Current dashboard truth is mostly:

  • workspace readiness
  • channel linkage and activation
  • KB completeness
  • agent activation and coverage
  • lightweight pseudo activity derived from agent updates

That means any preview of customer-signal or outcome metrics in the current UI must be clearly marked as:

  • concept preview
  • demo data
  • future metrics model

and must not be mistaken for real production analytics.

The following ideas are good candidates for later promotion:

  • formal dashboard metric taxonomy: signal vs system vs outcome metrics
  • route-level dashboard requirement for a secondary customer-signals region
  • future aggregate API payload groups for dashboard metrics
  • workflow and analytics instrumentation requirements to make these metrics real

This section records the current decision about what should graduate into future platform requirements versus what should remain exploratory for now.

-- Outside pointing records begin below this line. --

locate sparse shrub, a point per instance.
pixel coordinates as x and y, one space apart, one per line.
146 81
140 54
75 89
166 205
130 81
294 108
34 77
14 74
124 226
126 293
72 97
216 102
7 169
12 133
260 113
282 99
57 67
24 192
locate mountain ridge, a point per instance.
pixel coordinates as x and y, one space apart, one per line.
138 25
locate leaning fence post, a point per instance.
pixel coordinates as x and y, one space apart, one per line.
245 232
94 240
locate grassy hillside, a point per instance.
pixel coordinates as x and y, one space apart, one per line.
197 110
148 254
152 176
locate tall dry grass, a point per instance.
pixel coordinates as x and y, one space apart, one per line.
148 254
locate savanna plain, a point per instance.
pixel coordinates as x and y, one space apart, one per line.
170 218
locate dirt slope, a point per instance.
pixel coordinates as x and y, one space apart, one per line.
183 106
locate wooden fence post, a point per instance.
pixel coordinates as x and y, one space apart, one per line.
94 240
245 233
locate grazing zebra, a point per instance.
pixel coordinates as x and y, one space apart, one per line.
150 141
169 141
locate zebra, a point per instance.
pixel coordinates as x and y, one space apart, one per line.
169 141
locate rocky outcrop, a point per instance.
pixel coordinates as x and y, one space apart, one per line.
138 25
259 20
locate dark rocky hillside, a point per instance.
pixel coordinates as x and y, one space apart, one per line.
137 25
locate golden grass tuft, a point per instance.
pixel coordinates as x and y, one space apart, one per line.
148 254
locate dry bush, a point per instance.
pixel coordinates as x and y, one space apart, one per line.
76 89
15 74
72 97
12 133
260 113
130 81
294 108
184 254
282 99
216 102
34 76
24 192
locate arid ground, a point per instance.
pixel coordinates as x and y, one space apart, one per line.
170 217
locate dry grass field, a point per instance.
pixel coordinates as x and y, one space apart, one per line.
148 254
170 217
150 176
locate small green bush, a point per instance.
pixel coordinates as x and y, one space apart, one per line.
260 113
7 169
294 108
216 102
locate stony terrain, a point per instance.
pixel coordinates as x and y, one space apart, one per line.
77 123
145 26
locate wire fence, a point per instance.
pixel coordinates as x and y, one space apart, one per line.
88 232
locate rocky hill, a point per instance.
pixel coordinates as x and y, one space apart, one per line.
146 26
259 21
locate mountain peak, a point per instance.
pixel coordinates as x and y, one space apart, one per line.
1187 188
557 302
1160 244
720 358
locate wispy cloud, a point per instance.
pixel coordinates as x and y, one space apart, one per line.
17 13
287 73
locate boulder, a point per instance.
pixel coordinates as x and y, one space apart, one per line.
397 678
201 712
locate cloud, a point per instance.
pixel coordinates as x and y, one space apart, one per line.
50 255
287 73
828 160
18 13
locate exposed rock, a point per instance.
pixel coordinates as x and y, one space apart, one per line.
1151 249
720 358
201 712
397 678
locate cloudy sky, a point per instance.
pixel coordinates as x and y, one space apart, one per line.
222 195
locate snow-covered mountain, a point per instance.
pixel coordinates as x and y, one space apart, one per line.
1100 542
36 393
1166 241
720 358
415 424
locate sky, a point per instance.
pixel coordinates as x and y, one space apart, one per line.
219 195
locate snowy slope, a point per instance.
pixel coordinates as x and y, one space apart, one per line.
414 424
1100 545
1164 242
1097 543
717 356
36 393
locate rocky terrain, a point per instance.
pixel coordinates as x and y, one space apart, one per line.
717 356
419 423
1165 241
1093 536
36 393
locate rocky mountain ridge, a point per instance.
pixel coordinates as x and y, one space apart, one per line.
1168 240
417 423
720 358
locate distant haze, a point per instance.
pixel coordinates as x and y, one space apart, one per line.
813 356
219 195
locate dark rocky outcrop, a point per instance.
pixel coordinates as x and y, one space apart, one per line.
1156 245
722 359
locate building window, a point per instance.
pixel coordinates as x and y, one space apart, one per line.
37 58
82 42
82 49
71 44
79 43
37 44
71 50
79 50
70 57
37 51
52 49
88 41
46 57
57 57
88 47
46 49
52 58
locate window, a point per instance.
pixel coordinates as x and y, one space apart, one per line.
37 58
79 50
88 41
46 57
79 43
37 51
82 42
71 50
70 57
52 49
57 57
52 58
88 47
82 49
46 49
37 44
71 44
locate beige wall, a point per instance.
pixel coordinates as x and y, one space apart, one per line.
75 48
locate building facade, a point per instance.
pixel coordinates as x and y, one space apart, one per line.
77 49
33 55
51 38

These are strong enough to guide future implementation planning:

  • the dashboard should keep the distinction between:
    • readiness metrics
    • customer-signal metrics
    • outcome metrics
  • the dashboard may include a future customer-signals layer, but it must remain secondary to operational readiness and next-action surfaces
  • the future dashboard aggregate should support at least:
    • signal summary
    • system/triage summary
    • outcome summary
    • top friction themes
    • KB gap signals
  • instrumentation must eventually support:
    • dissatisfaction detected
    • escalation triggered
    • KB gap detected
    • response sent / auto-handled / human-assisted
    • outcome resolved / recovered / reopened

These are promising, but still need more product validation before becoming requirements:

  • exact top-card KPI set for the customer-signals strip
  • the final naming of concepts like resolved, recovered, or human saves
  • whether trend mini-charts belong on the dashboard or a drill-in page
  • whether praise/success signals deserve primary placement or secondary placement
  • how much of this belongs on Dashboard versus a dedicated quality / analytics view

Defer until stronger data and policy contracts exist

Section titled “Defer until stronger data and policy contracts exist”

These should not become dashboard requirements yet:

  • false-positive vs false-negative triage quality scoring
  • sentiment-lift or recovery formulas that depend on historical attribution logic
  • brand or revenue impact claims
  • cross-channel benchmarking between business units without governance and normalization rules
  • ROI metrics such as time saved or churn value recovered

Make the following canonical and implementation-ready:

  • metric taxonomy
  • minimum dashboard payload groups
  • minimum enabling analytics events
  • explicit route-level support for a future customer-signals layer

Implement real signal and system metrics first:

  • dissatisfaction detected
  • high-risk escalations
  • KB gaps affecting replies
  • response handling split: auto vs assisted vs escalated
  • top friction themes

Add outcome metrics only when the underlying attribution model is trustworthy:

  • resolved / recovered
  • sentiment improvement
  • review recovery
  • reopened issue rate
  • successful human handoff
  • Do not add decorative graphs without a clear operator job.
  • Do not mix fake outcome numbers into real setup metrics without explicit labeling.
  • Do not let the dashboard drift into a generic analytics page.
  • Keep the dashboard focused on operational clarity, prioritization, and next action.